Not Yet: Thoughts on Hope
Have you ever been going about an otherwise normal day and suddenly felt that something in the experience is slightly off centre? Not in the sense of regretting last night’s takeaway or wishing you had skipped breakfast cake. Something deeper. A small but persistent sense that the world feels like it should be a bit different from how it currently appears or that something in you has not quite shown up yet.
That feeling, according to the philosopher Ernst Bloch, is not a glitch in the system. It is the system. For him there are no moments in life that are ever fully complete. Not because he was predicting the future like some oracle hunched over tea leaves, but because our type of consciousness is structurally incapable of grasping a moment in full. The now is always obscure to itself.
What he meant was that the world will always be partially unknown to us because we are so close to it and because the world itself is unfinished and always changing. At the same time we are partially unknown to ourselves because we too are unfinished and too close to our own becoming to see what we might be capable of. Trying to see the present clearly is like looking into a rear-view mirror and being confronted by the blind spot again and again until the moment passes. Bloch calls this the darkness of the lived moment.
This is where negativity and hope become dialectically entwined. If every moment is incomplete and partly concealed, then every moment also contains unrealised possibilities. The present is not a sealed container. It carries within it little seeds of future worlds that may come to be, but are not yet.
Many years before Bloch, in the Critique of Pure Reason, Kant argued that all the interests of human reason reduce down to three questions:
What can I know? What ought I do? What can I hope for?
Without a good answer to the third question the first two start to wobble. If you have nothing to hope for then rejecting reality has no cost. Yet before we sprint into hope-fantasy-land we need to see how these questions interlock. There is a big difference between hoping for something with no foothold in reality and hoping for something grounded in the actual conditions of the world you inhabit and the possibilities that genuinely exist within it.
This is where hope becomes different from optimism. Optimism is the belief that things will turn out fine in the end. It is passive, like sunbathing on the Titanic as it sinks and saying these things probably work themselves out. Hope is active. It is not just a feeling but an orientation to both the present and the future. It is the recognition that the world could become better and that your desire for that better world matters.

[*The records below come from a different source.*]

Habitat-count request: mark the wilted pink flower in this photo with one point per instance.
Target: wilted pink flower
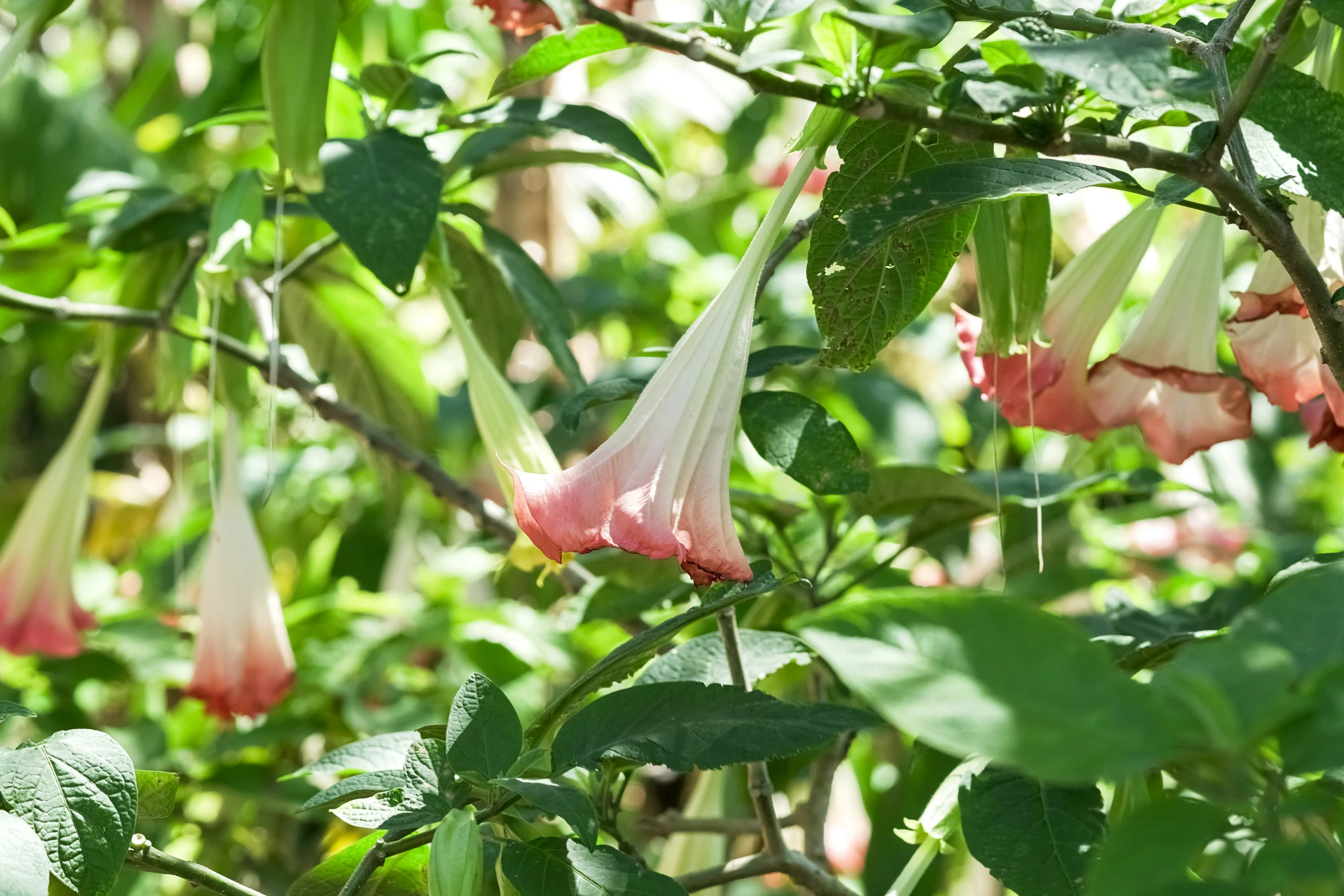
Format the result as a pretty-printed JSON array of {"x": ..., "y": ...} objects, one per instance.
[
  {"x": 244, "y": 662},
  {"x": 1166, "y": 375},
  {"x": 661, "y": 484},
  {"x": 38, "y": 610},
  {"x": 1274, "y": 340},
  {"x": 1051, "y": 390}
]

Imagine someone who once held a picture of how life was meant to unfold. The steady career path. The partner and kids behind the white picket fence. The long awaited trip to a Disneyland. But reality diverged from the movie in their mind. Their career stumbled, their family split, and Disneyland, turns out to be, a bit of a shithole. So they protected themselves by retreating into cynicism. If you expect nothing, you cannot be disappointed.
The problem here is not that the universe is meaningless. It is that their hope was miscalibrated. Their image of the future was detached from how the world actually functions. When the world refused to conform, they responded by refusing the future altogether.
For Bloch, this disappointment is not a sign that hope is foolish. It is a moment of clarity. It shows the gap between how one imagined the world to be and how it actually is. Disappointment sharpens perception. It forces a recalibration of one’s understanding of reality so that future hope can be rooted rather than imagined. Think back to those questions, what can I know? What ought I do?
Hope, for Bloch, is never passive. It is a cognitive-practical stance. A way of noticing real potentials in the world. The world is not finished. Nature and history are full of tendencies and possibilities that haven’t reached their fuller expression. Bloch calls this the “Noch-Nicht” or the not yet.
Hope is ontological. The world itself is unfinished. Things are what they are and also what they might become.
Hope is cognitive. It is not blind faith but a kind of knowledge. A sensitivity to real openings and trajectories that are already present in art, in social life and in our everyday experiences.
Hope is practical and political. It demands action. Bloch saw it as inseparable from efforts to create a more human world grounded in dignity, freedom and solidarity.
Put more simply, hope is a way of understanding that the present is not complete. There are potentials within existence that have not yet been realised. Bloch uses not yet in many senses. Not actual now. Actual but not yet fully determined. Still not. Expected but unrealised. Conceivable now but not yet possible. Present in a problematic way but still to come in its realisation.
Hope is the consciousness of these not yet forms. It is the refusal to accept the present as the limit of what reality can be, paired with the responsibility to discern which possibilities are genuine and which are fantasies detached from how the world actually works.
So maybe that quiet sense that something in your life or in the world is missing is not a sign that something has gone wrong. Maybe it is the faint signal of the not yet. A reminder that the present is not finished with you and you are not finished with it either.